This proposal addresses the problem of recognizing three-dimensional (3D) objects in photographs and image sequences. It revisits viewpoint invariants as a local representation of shape and appearance. The key insight is that, although smooth surfaces are almost never planar in the large, and thus do not (in general) admit global invariants, they are always planar in the small---that is, sufficiently small surface patches can always be thought of as being comprised of coplanar points---and thus can be represented locally by planar invariants. This is the basis for a new, unified approach to object recognition where object models consist of a collection of small (planar) patches, their invariants, and a description of their 3D spatial relationship. Specifically, the local invariants used in this proposal are the affine-invariant descriptions of the image brightness pattern in the neighborhood of interest points recently developed by Lindeberg and Garding and by Mikolajczyk and Schmid. These affine-invariant patches provide a normalized representation of the local object appearance, invariant under viewpoint and illumination changes, that can be used as a local measure of image, part, or object similarity. The spatial relationship between local invariants is used to represent the global object structure and drive the recognition process. The proposed approach is applied to four fundamental instances of the 3D object recognition problem: (1) modeling rigid 3D objects from a small set of unregistered pictures and recognizing them in cluttered photographs taken from unconstrained viewpoints; (2) representing and recognizing non-uniform texture patterns under non-rigid transformations; (3) modeling and recognizing articulated objects in image sequences, with applications to the identification of shots that depict the same scene (shot matching) in video clips; and (4) learning and recognizing part-based descriptions of object classes in photographs and video clips.
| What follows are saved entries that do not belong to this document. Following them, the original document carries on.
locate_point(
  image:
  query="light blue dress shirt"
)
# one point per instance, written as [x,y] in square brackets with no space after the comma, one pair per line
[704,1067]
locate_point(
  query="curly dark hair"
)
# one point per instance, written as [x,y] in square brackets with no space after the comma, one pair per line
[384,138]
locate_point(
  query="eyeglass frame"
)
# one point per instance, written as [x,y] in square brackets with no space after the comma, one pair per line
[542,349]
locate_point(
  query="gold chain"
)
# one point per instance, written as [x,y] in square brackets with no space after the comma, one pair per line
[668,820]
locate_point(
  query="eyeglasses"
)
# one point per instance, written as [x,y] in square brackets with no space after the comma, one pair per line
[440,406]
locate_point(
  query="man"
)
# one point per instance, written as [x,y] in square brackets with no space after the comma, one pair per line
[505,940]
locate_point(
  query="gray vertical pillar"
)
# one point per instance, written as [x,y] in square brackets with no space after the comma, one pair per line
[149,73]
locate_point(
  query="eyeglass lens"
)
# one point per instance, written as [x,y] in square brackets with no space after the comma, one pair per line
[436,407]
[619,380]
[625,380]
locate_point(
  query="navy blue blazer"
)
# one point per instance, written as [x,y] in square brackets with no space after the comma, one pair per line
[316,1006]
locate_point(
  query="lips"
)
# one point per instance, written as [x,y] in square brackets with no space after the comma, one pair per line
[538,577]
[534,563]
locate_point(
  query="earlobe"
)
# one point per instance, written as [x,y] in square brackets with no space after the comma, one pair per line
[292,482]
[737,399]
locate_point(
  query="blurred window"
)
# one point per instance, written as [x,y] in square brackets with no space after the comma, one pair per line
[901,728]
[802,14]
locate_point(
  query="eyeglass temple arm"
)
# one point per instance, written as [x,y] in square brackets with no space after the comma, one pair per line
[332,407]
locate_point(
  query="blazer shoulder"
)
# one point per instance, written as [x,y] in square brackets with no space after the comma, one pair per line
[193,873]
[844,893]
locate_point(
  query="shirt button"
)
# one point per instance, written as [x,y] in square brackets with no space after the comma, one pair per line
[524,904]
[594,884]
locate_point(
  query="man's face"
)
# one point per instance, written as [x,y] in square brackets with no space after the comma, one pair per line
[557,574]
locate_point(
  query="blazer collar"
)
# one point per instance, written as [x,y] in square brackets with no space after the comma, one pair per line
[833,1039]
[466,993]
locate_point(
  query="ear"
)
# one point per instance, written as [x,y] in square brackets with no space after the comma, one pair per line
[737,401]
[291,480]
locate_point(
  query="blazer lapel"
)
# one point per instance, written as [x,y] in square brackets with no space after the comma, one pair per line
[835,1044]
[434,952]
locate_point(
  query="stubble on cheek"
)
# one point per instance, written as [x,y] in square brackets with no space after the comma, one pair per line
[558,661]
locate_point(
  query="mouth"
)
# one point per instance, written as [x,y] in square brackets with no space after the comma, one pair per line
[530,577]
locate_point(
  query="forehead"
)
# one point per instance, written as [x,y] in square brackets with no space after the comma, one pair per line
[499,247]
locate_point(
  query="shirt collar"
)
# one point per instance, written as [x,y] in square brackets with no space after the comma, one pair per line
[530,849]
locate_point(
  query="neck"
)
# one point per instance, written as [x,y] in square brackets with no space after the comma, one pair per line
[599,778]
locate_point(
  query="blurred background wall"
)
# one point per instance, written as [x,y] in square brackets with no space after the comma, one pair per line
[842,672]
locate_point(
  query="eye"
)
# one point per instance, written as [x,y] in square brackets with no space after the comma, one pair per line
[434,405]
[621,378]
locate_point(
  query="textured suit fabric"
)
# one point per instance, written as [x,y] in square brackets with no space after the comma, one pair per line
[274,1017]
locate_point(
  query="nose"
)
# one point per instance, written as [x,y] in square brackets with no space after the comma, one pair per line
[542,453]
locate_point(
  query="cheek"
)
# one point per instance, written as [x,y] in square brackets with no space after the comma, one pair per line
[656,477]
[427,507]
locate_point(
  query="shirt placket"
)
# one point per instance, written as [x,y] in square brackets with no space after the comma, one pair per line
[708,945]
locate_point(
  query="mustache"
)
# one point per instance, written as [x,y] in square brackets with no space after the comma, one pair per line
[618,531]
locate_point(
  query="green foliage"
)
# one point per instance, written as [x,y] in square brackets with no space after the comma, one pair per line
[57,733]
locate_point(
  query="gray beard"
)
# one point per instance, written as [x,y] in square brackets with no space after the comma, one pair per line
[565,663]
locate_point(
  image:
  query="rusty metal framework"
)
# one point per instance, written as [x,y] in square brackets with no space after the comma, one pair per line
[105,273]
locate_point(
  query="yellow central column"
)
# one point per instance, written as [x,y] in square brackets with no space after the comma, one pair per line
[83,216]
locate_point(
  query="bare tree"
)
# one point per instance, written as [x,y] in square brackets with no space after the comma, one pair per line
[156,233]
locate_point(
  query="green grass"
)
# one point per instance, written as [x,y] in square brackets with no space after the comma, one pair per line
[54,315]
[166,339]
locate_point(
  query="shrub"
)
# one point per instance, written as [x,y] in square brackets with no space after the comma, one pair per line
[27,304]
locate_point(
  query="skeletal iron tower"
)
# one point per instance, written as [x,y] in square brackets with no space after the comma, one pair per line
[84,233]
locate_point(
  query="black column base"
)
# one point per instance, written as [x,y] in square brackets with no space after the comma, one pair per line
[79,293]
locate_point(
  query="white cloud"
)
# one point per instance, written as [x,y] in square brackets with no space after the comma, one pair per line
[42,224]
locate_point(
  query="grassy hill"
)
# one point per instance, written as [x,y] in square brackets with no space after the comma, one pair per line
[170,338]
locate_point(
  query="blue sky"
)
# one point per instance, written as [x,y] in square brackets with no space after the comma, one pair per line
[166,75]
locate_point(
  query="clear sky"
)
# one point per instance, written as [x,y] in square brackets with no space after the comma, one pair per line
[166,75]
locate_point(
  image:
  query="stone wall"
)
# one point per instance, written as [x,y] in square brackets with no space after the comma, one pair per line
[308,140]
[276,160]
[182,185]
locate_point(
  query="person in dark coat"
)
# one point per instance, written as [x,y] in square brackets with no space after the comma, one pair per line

Intellectual Merit: The main scientific contributions of the proposed project will be (a) a unified framework for 3D object recognition that combines the advantages of geometric and appearance-based approaches to recognition; (b) fundamental advances in object recognition technology in the four target domains, including the wide open problem of category-level recognition; (c) effective algorithms for a number of practical applications, including shot matching in video analysis. Large, representative datasets will be gathered for each of the problems addressed in the project. They will be used to systematically evaluate the algorithms developed in its course, and be made available to the computer vision community at large on the World Wide Web.
Broader Impacts: With the ever expanding array of imagery sources, some form of automatic object recognition technology must eventually be an integral part of every information system. However, today's recognition systems are still largely unable to handle the extraordinarily wide range of appearances assumed by common objects in typical images, and fundamental advances are needed before 3D object recognition fulfills its potential as a critical enabling technology in domains such as surveillance and security, image retrieval and data mining, and video analysis and annotation. The research conducted in this project will be a stepping stone in that direction.